CPU benchmark finding: Mojo vs Numba sensitive to default thread/runtime behavior — best practices for Mojo defaults?

Hi Mojo team,

I’ve been benchmarking Mojo against NumPy/Numba/JAX/CuPy on a single HPC node (96 cores visible, H100s present), mostly with xarray-backed weather data and float64 kernels.

I’m seeing a consistent pattern on CPU stencils (e.g., 2D Laplacian / grad2d):

  • Mojo is very strong vs NumPy.

  • Mojo can be close to or better than Numba at some sizes.

  • But results are sensitive to runtime/thread defaults, and Numba behavior changes a lot depending on environment/thread setup.

I added a controlled sweep (multiple sizes, p50/p90/mean, repeated trials) and standardized envs (NUMBA_NUM_THREADS, OMP_NUM_THREADS) for fairness. This made outcomes much more stable and changed conclusions for some sizes.

My questions for Mojo runtime/compiler experts

  1. What are Mojo’s default CPU threading/scheduling policies for parallelize?

    • How is worker count chosen by default?

    • Is it based on logical cores, affinity mask, cpuset, or something else?

    • Is there work-stealing / chunking policy documentation?

  2. Is there a Mojo-native equivalent of “set thread count” at runtime (like Numba’s set_num_threads) that users should call explicitly in benchmarks and production?

  3. Could Mojo expose a stronger default policy for CPU kernels in shared HPC environments (NUMA/cgroups/cpuset) so users get stable near-optimal behavior without manual tuning?

  4. Are there recommended env vars or flags today for:

    • worker count,

    • chunk size / grain size,

    • affinity / pinning,

    • scheduler mode (throughput vs latency)?

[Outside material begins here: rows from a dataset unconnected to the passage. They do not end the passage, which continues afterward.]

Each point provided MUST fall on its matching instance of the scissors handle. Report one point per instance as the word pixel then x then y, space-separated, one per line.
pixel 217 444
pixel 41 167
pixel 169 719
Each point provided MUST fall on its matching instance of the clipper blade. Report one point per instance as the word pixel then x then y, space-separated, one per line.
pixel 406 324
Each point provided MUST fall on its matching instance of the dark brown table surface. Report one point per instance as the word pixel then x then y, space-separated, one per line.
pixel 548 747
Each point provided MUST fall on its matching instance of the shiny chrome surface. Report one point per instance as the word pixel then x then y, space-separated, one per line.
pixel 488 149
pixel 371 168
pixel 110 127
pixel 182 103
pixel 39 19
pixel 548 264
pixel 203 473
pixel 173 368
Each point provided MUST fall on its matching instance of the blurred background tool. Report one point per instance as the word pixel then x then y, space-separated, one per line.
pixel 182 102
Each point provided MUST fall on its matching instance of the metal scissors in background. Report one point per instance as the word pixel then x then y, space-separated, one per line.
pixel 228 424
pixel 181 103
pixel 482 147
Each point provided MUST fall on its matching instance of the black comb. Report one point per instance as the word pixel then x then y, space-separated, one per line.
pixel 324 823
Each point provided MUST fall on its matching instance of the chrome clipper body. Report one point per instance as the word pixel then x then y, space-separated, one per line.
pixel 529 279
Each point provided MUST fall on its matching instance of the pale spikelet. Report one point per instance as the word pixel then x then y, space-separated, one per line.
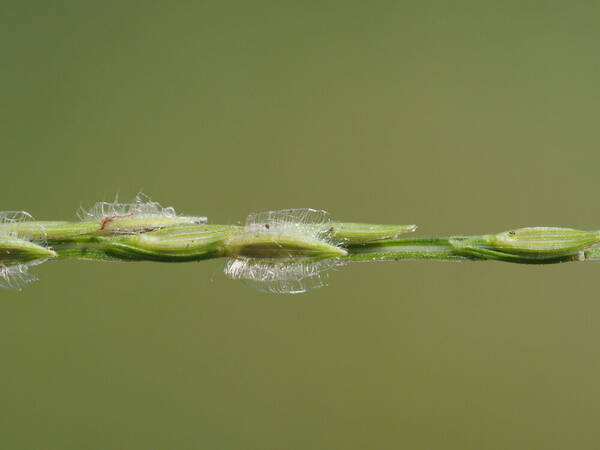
pixel 293 251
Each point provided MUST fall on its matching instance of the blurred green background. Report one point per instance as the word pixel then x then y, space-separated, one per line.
pixel 462 117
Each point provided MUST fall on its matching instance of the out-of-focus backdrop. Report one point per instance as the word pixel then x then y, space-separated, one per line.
pixel 461 117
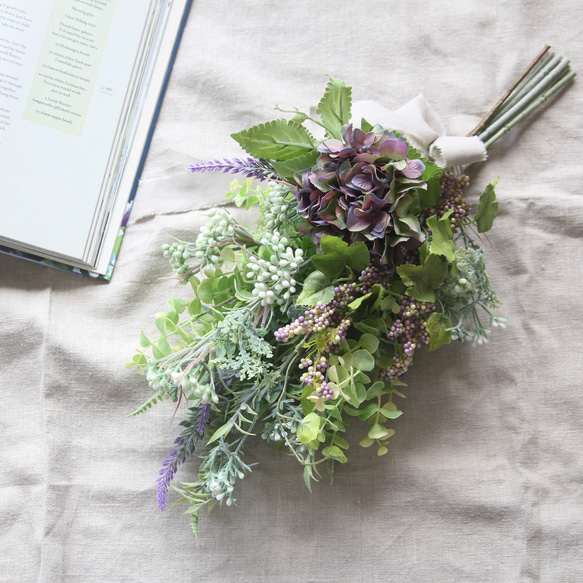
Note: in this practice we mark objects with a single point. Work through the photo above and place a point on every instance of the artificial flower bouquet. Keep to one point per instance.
(365, 253)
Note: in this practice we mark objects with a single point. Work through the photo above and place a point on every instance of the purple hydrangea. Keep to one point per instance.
(359, 190)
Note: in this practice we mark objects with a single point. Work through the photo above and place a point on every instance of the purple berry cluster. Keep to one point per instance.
(451, 188)
(327, 319)
(410, 331)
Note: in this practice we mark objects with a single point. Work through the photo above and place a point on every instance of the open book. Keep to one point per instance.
(81, 82)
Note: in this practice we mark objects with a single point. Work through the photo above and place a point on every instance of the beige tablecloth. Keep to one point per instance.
(484, 478)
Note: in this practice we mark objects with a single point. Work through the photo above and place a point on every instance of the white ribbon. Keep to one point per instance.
(423, 127)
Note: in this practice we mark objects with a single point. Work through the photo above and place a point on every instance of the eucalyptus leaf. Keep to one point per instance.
(308, 428)
(422, 280)
(438, 328)
(335, 453)
(488, 208)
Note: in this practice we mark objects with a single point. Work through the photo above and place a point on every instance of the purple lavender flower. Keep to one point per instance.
(184, 445)
(250, 167)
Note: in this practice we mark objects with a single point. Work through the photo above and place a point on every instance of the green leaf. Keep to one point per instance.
(369, 342)
(340, 442)
(177, 305)
(390, 412)
(488, 208)
(442, 236)
(338, 255)
(308, 428)
(220, 432)
(316, 289)
(333, 452)
(438, 329)
(287, 168)
(335, 106)
(205, 291)
(363, 360)
(422, 280)
(164, 347)
(276, 140)
(377, 431)
(144, 342)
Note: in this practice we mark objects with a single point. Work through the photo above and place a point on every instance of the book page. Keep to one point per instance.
(65, 66)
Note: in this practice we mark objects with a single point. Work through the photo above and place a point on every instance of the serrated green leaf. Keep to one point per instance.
(287, 168)
(335, 107)
(276, 140)
(488, 208)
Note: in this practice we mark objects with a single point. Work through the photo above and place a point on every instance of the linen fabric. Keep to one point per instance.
(483, 480)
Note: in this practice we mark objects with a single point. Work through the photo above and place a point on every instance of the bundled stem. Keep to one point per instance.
(545, 76)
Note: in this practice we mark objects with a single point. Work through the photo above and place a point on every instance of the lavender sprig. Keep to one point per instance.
(249, 167)
(184, 446)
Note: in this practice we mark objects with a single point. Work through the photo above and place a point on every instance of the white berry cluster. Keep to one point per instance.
(217, 229)
(189, 383)
(273, 279)
(278, 208)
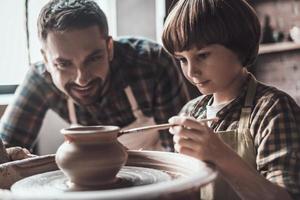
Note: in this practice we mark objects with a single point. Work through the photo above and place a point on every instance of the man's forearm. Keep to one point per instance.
(247, 183)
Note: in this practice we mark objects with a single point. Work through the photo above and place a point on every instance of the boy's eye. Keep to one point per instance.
(203, 55)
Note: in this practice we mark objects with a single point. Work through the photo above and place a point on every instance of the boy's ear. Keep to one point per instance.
(110, 48)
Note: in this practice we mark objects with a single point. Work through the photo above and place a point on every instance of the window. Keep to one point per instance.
(14, 59)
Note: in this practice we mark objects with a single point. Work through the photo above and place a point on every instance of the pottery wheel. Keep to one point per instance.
(57, 182)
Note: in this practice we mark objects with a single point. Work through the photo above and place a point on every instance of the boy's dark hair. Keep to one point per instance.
(231, 23)
(62, 15)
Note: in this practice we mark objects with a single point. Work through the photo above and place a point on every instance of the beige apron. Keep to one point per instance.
(145, 141)
(240, 141)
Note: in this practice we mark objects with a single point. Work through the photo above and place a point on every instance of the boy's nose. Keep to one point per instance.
(193, 70)
(82, 77)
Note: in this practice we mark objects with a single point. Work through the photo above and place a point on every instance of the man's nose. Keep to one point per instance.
(82, 76)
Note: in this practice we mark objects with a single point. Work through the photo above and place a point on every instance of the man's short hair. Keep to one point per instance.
(231, 23)
(62, 15)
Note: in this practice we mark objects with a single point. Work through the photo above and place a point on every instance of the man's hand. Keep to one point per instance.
(18, 153)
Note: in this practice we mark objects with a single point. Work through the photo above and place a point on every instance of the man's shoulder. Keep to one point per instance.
(137, 43)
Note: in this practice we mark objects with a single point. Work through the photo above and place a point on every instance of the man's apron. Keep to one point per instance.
(135, 141)
(240, 141)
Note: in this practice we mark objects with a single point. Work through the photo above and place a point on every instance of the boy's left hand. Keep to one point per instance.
(18, 153)
(196, 139)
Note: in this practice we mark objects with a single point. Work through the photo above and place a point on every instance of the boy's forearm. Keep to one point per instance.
(3, 154)
(247, 183)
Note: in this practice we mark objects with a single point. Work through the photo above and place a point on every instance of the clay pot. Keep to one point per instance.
(91, 155)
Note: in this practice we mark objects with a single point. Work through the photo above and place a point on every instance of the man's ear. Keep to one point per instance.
(110, 48)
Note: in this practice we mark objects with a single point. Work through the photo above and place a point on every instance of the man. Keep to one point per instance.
(89, 79)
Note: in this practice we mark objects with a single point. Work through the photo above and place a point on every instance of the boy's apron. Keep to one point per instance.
(240, 141)
(135, 141)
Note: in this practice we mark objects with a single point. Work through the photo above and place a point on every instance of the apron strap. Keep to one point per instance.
(246, 110)
(133, 103)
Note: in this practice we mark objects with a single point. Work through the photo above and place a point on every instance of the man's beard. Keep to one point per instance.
(90, 95)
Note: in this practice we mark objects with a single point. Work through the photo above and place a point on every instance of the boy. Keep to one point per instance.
(255, 141)
(88, 78)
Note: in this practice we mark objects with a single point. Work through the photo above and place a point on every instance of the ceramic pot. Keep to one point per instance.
(91, 155)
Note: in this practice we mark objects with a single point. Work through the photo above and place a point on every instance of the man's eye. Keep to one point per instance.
(62, 65)
(182, 60)
(95, 58)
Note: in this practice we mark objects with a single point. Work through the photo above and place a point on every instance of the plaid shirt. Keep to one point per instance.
(153, 76)
(274, 126)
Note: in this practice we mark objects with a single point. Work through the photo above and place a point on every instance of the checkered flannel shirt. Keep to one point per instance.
(153, 76)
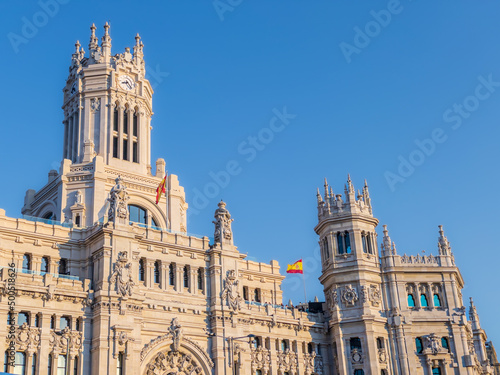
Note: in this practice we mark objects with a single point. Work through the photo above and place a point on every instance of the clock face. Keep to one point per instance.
(126, 82)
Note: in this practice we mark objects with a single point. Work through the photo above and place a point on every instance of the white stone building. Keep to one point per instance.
(99, 279)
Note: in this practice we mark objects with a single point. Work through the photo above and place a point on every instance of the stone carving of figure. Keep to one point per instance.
(230, 293)
(223, 222)
(122, 275)
(118, 198)
(433, 343)
(176, 331)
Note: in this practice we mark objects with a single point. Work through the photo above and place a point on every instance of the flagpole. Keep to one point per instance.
(304, 282)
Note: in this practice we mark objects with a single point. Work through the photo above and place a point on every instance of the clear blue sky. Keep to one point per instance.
(361, 103)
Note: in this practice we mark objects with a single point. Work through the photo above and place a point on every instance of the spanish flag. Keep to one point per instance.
(161, 188)
(295, 268)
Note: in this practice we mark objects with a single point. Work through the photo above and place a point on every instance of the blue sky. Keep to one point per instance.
(419, 87)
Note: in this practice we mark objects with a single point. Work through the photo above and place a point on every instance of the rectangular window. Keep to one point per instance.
(125, 149)
(115, 147)
(135, 158)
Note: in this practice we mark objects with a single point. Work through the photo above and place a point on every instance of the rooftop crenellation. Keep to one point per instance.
(331, 204)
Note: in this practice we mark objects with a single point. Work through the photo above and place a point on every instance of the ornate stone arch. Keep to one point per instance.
(47, 207)
(159, 357)
(148, 204)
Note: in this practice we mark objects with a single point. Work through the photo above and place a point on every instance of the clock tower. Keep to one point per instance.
(108, 106)
(107, 138)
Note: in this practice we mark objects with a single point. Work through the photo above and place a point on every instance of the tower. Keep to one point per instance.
(108, 106)
(107, 135)
(351, 278)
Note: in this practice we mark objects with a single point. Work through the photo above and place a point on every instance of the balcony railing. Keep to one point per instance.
(39, 273)
(47, 221)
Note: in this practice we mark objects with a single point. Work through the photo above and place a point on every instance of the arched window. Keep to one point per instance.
(326, 253)
(26, 262)
(33, 364)
(369, 243)
(139, 215)
(284, 345)
(64, 322)
(310, 348)
(200, 278)
(380, 343)
(119, 364)
(20, 363)
(347, 240)
(141, 270)
(125, 121)
(445, 344)
(355, 343)
(157, 273)
(186, 277)
(340, 243)
(419, 345)
(23, 317)
(45, 265)
(256, 342)
(115, 118)
(61, 365)
(256, 295)
(171, 274)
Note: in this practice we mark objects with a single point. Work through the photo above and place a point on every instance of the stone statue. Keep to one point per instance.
(230, 293)
(175, 330)
(122, 275)
(118, 198)
(223, 232)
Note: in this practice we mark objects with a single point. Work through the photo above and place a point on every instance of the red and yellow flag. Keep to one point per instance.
(295, 268)
(161, 189)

  5. Compiler/codegen side: for memory-bound stencils, are there known current limitations or preferred patterns to help auto-vectorization and vector stores in Mojo?

Why I’m asking

From a user perspective, Numba feels “optimized by default” more often for this class of CPU kernels, while Mojo appears to benefit from more explicit runtime control and kernel shaping. I’d love guidance on:

  • best-practice defaults today,

  • and whether Mojo could adopt smarter out-of-the-box CPU runtime defaults so users get closer to peak performance without manual setup.

If useful, I can share a minimal reproducer (Laplacian kernel + sweep harness).

Thanks!

2 Likes

CPU has been a little neglected in Mojo, so it’s not really at a place I’m super happy with. Right now, there’s a lack of numa awareness, and it’s thread per core (ignoring little cores on BIG.little architectures) without work stealing. Mojo should respect cpuset, but I don’t know if it’s actually documented to respect anything else. You can control the worker count for parallelize by passing different counts of num_workers, and it will hand each worker num_work_items / num_workers tasks.

Quite honestly, Mojo hasn’t put a lot of effort into the CPU side so a lot of thing are much slower than they should be and it don’t handle CPUs (especially modern ones with split L3) very well by the standards that Mojo tries to hold itself to. At present, you’re effectively looking at a very naive implementation of threading, to the degree that I’m surprised Mojo is holding up at all.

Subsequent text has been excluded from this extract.